The apple knife clicked softly against the cutting board. The coffeemaker on the counter let out one last tired gurgle. Outside the kitchen window, a yellow school bus rolled past the entrance of our subdivision and the leaves on the maple near the driveway moved in a breeze that already smelled like October.
My fingers tightened around the mug.
Living off him.
That was the phrase that lodged first. Not buy your own food, though that was cruel enough. Not from now on, though there was something cold and official about it, like a policy announcement at work. No, it was living off him that stripped something raw.
Because if I had lived off anyone in this house, then what had the last twelve years been?
What had the nights awake with Emma’s fever been?
What had the doctor appointments and school forms and meal planning and budgeting and laundry and birthday parties and teacher emails and grocery lists and late-night pharmacy runs and every invisible thing that kept a family upright actually been?
I stared at him, waiting for him to soften. To laugh bitterly and say he didn’t mean it like that. To rub his forehead and tell me work was getting to him. To do anything that would let me believe this was stress and not truth.
But he just lined the apple slices into a neat row on a paper towel.
The humiliation of that may have been the worst part. That he could say something so brutal and then go right on arranging fruit.
“What brought this on?” I asked.
He exhaled through his nose like I was being deliberately difficult.
“What brought it on is that I’m the only one making money, Laura. I’m paying the mortgage. The insurance. The tuition deposits. The utilities. Everything. And lately it feels like no matter how much I do, it’s never enough.”
I almost laughed, not because anything was funny but because the unreality of the moment made laughter feel closer than tears.
“Emma goes to public school,” I said quietly.
“You know what I mean.”
“Do I?”
At that, he did look at me, but only briefly. His face had changed over the past year in ways other people might not have noticed. It was still the face that had smiled at me at twenty-nine in a rainstorm outside a Cubs game. Still the face Emma had inherited around the eyes. But there was a new hardness in the jaw now, a habit of looking at me as if I were one more thing waiting for his attention.

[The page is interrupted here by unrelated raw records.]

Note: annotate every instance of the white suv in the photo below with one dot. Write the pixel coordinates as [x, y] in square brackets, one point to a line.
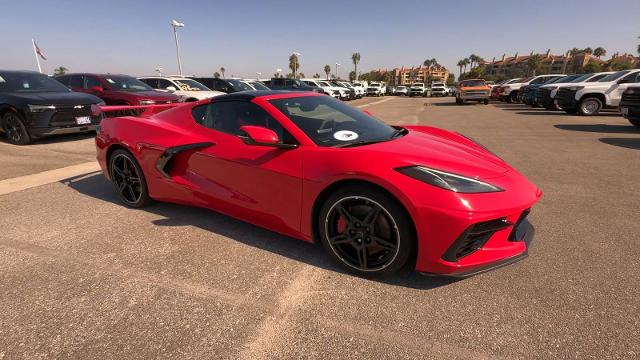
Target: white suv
[187, 89]
[588, 98]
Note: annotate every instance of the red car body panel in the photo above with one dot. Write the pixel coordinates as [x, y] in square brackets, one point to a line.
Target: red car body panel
[278, 188]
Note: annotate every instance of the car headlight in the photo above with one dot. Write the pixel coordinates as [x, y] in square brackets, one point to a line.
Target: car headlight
[448, 181]
[40, 108]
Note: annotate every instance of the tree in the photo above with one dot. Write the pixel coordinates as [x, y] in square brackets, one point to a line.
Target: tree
[60, 70]
[327, 70]
[534, 64]
[599, 52]
[460, 65]
[294, 64]
[355, 57]
[451, 79]
[592, 66]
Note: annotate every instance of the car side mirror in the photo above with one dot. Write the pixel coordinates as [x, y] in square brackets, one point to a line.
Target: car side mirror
[258, 135]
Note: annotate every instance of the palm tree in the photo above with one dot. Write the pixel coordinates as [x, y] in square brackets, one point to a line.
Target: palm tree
[60, 70]
[355, 57]
[466, 62]
[460, 65]
[599, 52]
[327, 70]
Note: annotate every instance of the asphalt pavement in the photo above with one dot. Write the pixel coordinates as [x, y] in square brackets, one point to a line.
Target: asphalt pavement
[83, 277]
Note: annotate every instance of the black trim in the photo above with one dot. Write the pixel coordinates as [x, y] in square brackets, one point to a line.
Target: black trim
[164, 161]
[527, 231]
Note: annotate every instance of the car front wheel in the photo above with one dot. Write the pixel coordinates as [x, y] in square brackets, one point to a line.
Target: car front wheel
[14, 129]
[589, 106]
[366, 231]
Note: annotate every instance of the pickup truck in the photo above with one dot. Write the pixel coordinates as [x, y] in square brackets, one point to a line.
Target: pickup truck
[588, 98]
[418, 89]
[630, 105]
[438, 89]
[473, 90]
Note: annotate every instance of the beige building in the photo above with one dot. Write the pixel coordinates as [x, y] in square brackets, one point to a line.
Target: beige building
[421, 74]
[517, 65]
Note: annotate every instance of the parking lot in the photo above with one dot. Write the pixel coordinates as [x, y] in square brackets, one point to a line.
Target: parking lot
[83, 277]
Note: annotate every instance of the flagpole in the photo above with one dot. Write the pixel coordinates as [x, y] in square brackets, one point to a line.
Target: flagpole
[33, 42]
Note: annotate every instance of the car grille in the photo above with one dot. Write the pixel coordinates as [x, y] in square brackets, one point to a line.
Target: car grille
[474, 238]
[631, 96]
[543, 96]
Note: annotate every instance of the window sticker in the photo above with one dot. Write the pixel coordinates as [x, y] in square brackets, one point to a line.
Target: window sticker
[345, 135]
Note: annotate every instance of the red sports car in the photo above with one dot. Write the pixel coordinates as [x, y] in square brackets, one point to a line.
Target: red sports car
[377, 197]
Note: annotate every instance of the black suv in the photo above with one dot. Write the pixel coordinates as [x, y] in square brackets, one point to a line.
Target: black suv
[630, 105]
[224, 85]
[33, 105]
[291, 84]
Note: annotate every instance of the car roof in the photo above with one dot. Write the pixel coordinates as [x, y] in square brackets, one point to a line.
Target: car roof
[252, 94]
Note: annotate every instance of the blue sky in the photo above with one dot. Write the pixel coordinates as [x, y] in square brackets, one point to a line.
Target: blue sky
[245, 37]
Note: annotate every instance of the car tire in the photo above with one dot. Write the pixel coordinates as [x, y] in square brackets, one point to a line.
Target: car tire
[634, 122]
[128, 179]
[366, 231]
[589, 106]
[14, 129]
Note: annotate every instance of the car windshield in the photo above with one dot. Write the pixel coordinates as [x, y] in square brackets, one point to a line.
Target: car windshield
[329, 122]
[258, 85]
[473, 83]
[29, 83]
[615, 76]
[126, 83]
[190, 85]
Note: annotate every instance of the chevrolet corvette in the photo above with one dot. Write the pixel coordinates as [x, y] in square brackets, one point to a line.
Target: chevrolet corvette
[378, 198]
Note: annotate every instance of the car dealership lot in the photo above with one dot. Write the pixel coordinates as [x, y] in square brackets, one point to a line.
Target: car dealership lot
[83, 277]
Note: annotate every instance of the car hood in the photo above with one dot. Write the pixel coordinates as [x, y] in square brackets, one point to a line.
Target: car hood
[150, 94]
[439, 149]
[57, 98]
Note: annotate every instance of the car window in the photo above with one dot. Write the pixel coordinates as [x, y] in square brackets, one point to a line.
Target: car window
[229, 116]
[91, 81]
[329, 122]
[75, 81]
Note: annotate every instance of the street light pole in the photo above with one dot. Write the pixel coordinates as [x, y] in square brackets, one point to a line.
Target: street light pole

“I mean,” he said, “I’m tired of being treated like the backup plan for everyone else’s needs. So yes. From now on, buy your own food. For you. For Emma if you want. But stop acting like I’m supposed to fund everything just because I’m here.”
My breath left me slowly.
He had included Emma almost casually, as if our daughter were a line item he could shove across a table.
I thought of saying a hundred things. That I had left a promising design career because we both agreed one parent needed more flexibility once Emma was born. That my freelance work dried up because every time I tried to restart it, something at home or school needed me first. That the reason he had been able to stay late at the office and say yes to every ambitious opportunity was because I had been the one standing behind the curtain making sure the rest of life didn’t collapse.
Instead, I said only, “Okay.”
He wiped the knife on a dish towel. He took his briefcase from the chair by the door. He did not apologize. He did not ask whether I meant okay in anger or grief or surrender. He simply left.
The latch clicked shut, and the sound echoed through the kitchen so sharply it felt bigger than the room.
I sat there long after his car backed down the driveway and the subdivision quieted again.
The coffee in my mug went lukewarm. The apple slices stayed on the counter, turning slightly brown at the edges. I could hear the hum of the refrigerator and the distant bark of somebody’s golden retriever two houses over. The ordinary sounds of a suburban morning. The kind of sounds that make you think life is intact even while something essential is splitting open under the surface.
By the time Emma came downstairs, dressed in leggings and a purple hoodie and already arguing with herself about whether a quiz in science counted as “basically a test,” I had washed my face, rinsed my mug, and put David’s apple slices in a plastic container like I always did.
“Mom, are we out of the cinnamon waffles?” she asked, pulling open the freezer.
“No, sweetheart. Top shelf.”
She found them and popped two into the toaster. Ten years old, tall for her age, observant in a way that made me careful even when I was tired. Emma never missed much. She had David’s brown eyes but none of his instinct to turn feelings into silence. Her face opened to everything. You could still see each thought travel across it.
She looked at me after a minute.
“You okay?”
I reached up and tucked a strand of hair behind my ear. “Just didn’t sleep great.”
She nodded, accepting that answer for now, and began telling me about a poster project on the solar system.